I know of no such thing. Sola fide and sola Scriptura would be “central and ubiquitous” but “once saved always saved” is not. While some Protestant traditions do believe in eternal security (notably the Reformed), there are other Protestant traditions who teach conditional security (Arminianism, Lutheranism).
This isn’t Protestantism. It’s Antinomianism. The Westminster Confession of Faith, the gold standard of Calvinist theology, states in Chapter 19 Of the Law of God:
V. The moral law does forever bind all, as well justified persons as others, to the obedience thereof; and that, not only in regard of the matter contained in it, but also in respect of the authority of God the Creator, who gave it. Neither does Christ, in the Gospel, any way dissolve, but much strengthen this obligation.

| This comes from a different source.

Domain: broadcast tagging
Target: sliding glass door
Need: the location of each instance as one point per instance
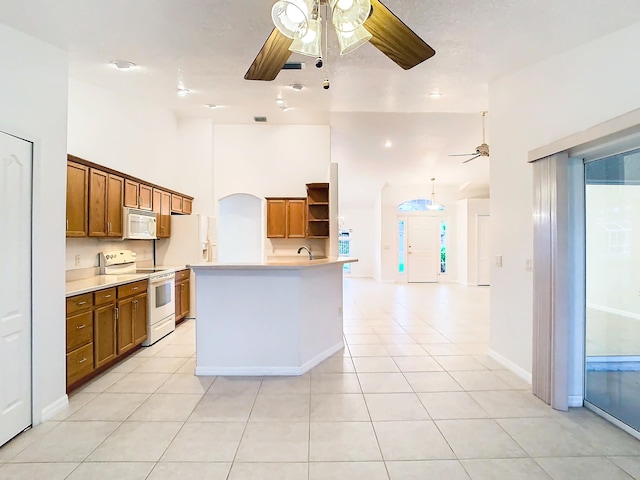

VI. Although true believers be not under the law, as a covenant of works, to be thereby justified, or condemned; yet is it of great use to them, as well as to others; in that, as a rule of life informing them of the will of God, and their duty, it directs and binds them to walk accordingly; . . .
VII. Neither are the forementioned uses of the law contrary to the grace of the Gospel, but do sweetly comply with it; the Spirit of Christ subduing and enabling the will of man to do that freely, and cheerfully, which the will of God, revealed in the law, requires to be done.